Martha Mamo, department head and professor of agronomy and horticulture, and David Varner, associate director for Nebraska Extension, were among 79 graduates of the nationwide LEAD21 program in February. The yearlong program provides leaders from land-grant institutions with enhanced leadership skills and diversity of perspective through collaboration with peers across the country.
Kristen Olson, sociology, was appointed to a National Academies of Sciences, Engineering and Medicine panel for the Contingent Worker Supplement of the Current Population Survey, a monthly survey of approximately 60,000 U.S. households conducted by the U.S. Census Bureau.
Ashley Garcia, doctoral candidate in communications, authored “(De)Humanizing the Black Male Athlete: Han’s Achievement Doping Society in the Realm of Football.” The paper will be named the top student paper of the Sports Communication Interest Group of the Central States Communication Association at its meeting in Omaha, Nebraska, April 4-6.
Mehmet Can Vuran, computer science and engineering, Suat Irmak, biological systems engineering, and Rigoberto Wong, graduate student in engineering, along with Abdul Salam of Purdue University, co-authored a research paper, “Internet of Underground Things in Precision Agriculture: Architecture and Technology Aspect.” Ad Hoc Networks Journal has cited the paper as one of the Top 10 Most Downloaded Articles.
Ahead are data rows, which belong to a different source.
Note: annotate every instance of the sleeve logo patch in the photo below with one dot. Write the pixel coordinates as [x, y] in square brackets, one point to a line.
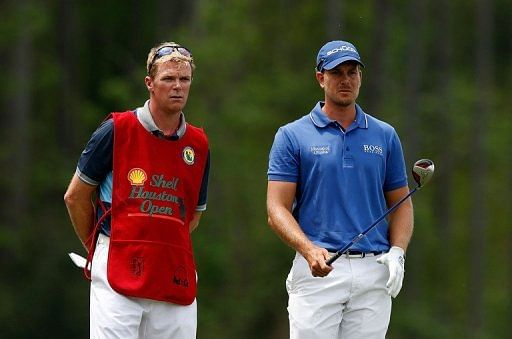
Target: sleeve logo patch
[189, 155]
[320, 150]
[137, 176]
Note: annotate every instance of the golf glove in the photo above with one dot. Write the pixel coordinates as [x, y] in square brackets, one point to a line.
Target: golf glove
[395, 261]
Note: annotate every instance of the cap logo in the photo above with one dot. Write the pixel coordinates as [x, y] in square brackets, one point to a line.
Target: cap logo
[341, 49]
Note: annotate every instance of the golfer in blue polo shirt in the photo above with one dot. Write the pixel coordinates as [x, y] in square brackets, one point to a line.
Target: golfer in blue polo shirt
[331, 174]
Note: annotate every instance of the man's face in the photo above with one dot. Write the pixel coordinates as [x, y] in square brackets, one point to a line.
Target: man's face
[341, 84]
[170, 86]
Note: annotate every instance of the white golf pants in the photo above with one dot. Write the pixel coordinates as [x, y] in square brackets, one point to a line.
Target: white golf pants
[116, 316]
[350, 303]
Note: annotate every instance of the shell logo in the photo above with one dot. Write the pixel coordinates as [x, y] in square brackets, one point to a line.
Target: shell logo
[189, 155]
[137, 176]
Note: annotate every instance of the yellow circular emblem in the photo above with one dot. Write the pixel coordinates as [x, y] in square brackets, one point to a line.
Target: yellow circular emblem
[137, 176]
[189, 155]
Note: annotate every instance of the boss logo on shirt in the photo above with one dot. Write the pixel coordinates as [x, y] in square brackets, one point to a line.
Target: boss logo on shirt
[374, 149]
[320, 150]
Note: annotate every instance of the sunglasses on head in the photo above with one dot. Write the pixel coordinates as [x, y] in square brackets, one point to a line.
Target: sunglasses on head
[166, 50]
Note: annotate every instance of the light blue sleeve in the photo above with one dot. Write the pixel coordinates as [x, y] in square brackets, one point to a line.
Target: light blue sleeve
[396, 172]
[284, 158]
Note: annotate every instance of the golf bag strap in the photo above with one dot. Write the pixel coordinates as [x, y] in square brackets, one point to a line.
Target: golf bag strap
[91, 241]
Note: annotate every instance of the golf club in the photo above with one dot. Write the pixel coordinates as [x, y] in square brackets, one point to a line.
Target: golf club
[422, 172]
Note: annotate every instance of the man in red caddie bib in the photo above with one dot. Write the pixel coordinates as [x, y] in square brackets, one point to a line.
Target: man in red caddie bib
[146, 173]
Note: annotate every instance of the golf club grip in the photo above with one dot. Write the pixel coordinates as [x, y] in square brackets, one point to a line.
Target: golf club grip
[363, 234]
[333, 258]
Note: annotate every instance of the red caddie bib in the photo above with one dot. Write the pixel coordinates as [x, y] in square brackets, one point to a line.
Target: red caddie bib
[155, 191]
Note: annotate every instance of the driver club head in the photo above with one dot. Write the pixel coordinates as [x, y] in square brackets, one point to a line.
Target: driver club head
[422, 171]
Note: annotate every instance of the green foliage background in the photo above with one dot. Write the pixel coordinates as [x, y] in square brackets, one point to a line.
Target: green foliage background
[439, 71]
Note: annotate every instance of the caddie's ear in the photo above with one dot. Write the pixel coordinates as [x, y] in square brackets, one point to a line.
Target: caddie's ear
[149, 83]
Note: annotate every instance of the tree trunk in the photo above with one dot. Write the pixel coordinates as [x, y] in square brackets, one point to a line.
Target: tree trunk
[18, 136]
[334, 22]
[375, 57]
[478, 163]
[443, 219]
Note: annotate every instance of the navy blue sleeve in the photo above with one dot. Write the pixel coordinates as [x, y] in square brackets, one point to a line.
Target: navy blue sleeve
[96, 160]
[203, 193]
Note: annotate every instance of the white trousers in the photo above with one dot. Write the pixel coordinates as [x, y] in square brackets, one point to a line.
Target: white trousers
[116, 316]
[350, 303]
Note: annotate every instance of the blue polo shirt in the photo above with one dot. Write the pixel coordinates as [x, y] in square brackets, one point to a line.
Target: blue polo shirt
[341, 176]
[95, 163]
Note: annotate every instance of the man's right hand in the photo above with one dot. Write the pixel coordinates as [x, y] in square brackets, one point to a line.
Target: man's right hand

Nathan Meier will be assistant vice chancellor for research, effective May 6. Meier has held multiple leadership roles within the university’s Office of Research and Economic Development and is currently director of research development at the University of Alabama at Birmingham. At Nebraska, he will focus on advancing institutional research goals and fostering faculty success in implementing high-priority partnerships, projects and programs.